Great article. I followed The Dan Plan when I first heard of it but it quickly seemed like it wasn’t going to work. I never really though about *why* but it makes perfect sense – 10,000 or 10,000,000 hours spent practicing the wrong things is not going to make you good . .except at doing the wrong things.
To do it right, for most of us at least, would be pretty costly. I guess, if I wanted to practice for 8 hours a day that I’d need lessons at least every couple of days to stay on track. With my current instructor – who I believe could get me there if anybody could . .it would cost over $30,000. But he wouldn’t donate the lessons for a share of my winnings . .I promise you that, lol.
Also as an engineer, you probably realize Dan is just a single data point. Even if he had gone pro, it wouldn’t be enough to make a conclusion about the 10K hour plan.

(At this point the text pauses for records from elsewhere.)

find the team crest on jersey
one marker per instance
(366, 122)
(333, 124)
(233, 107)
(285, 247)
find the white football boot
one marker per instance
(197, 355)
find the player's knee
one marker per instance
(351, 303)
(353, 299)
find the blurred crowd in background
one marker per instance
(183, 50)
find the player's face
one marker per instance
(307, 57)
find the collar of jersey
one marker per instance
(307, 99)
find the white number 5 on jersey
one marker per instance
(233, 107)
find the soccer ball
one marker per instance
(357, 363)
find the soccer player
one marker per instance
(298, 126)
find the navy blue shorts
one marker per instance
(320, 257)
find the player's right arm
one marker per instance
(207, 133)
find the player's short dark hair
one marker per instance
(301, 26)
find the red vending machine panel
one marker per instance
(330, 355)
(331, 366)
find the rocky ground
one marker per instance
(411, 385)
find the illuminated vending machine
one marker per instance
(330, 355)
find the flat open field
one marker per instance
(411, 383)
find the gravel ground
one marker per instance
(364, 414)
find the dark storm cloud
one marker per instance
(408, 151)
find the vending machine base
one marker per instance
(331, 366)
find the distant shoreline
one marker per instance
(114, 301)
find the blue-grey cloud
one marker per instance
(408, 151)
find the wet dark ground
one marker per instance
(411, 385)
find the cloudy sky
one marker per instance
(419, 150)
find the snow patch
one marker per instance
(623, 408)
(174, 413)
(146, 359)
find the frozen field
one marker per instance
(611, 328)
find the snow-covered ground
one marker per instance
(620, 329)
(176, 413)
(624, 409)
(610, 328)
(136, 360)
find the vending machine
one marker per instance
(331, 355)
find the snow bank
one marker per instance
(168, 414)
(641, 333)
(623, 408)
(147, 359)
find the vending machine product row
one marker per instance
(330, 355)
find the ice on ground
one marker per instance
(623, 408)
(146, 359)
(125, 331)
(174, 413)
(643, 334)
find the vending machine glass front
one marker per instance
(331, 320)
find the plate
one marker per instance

Well done analysis. I, too, started following Dan years ago. His abandonment of the “Plan” and months long silence has been disappointing. I detected a bit of movement on his website recently. Someone “approved” several months worth of comments. Perhaps we have not heard the last from Dan.
The irony is that Ericsson mentions Dan in his new book Peak just out as an example of how ordinary people can apply deliberate practice.
Michael, thanks for the update. Well written. I actually started following Dan in 2010. I even donated to his cause. I thought it was quite a cool undertaking.
I have no problem with the abandonment of the plan nor the change in direction with the soda company, everyone must make a living.
But a little closure to his followers would have been nice. No recent posts on his blog nor tweets in the past year. Disappointing.
This was a very well written analysis.
From my perspective as a sports psychologist, I think Dan missed one key item in his quest – natural talent for the game and course management smarts.
Most every pro I know grew up playing a ton of golf, but that, in and of itself, won’t make you a touring professional. You have to know how to get a round a golf course. When to attack and when to play for par. You have to know where and when to attack and when to lay off. Mental management is extremely important in addition to practice.
I will just say (with no names) that I have seen professional golfers who were the sons of other pros and they play the game far better than other top amateurs simply because they understand what to do and not do on a golf course. I have seen some of these pros who were not terrific talents, but knew the inside and outside strategies of the game and they ended up winning.
Sadly, for the Dan guy, he just couldn’t progress much further without the head game for tournament golf. Injuries are a bitch, too.
It doesn’t happen all that often, but I am an 11.2 index and I can beat single digit guys with course management alone.
FYI, I would say that I am just slightly better than average as a golfer and the only reason I am is because of course management knowledge. I’m 58, overweight, pretty good health, losing strength, and suffer from all the temptations to just blast the ball as any weekender does.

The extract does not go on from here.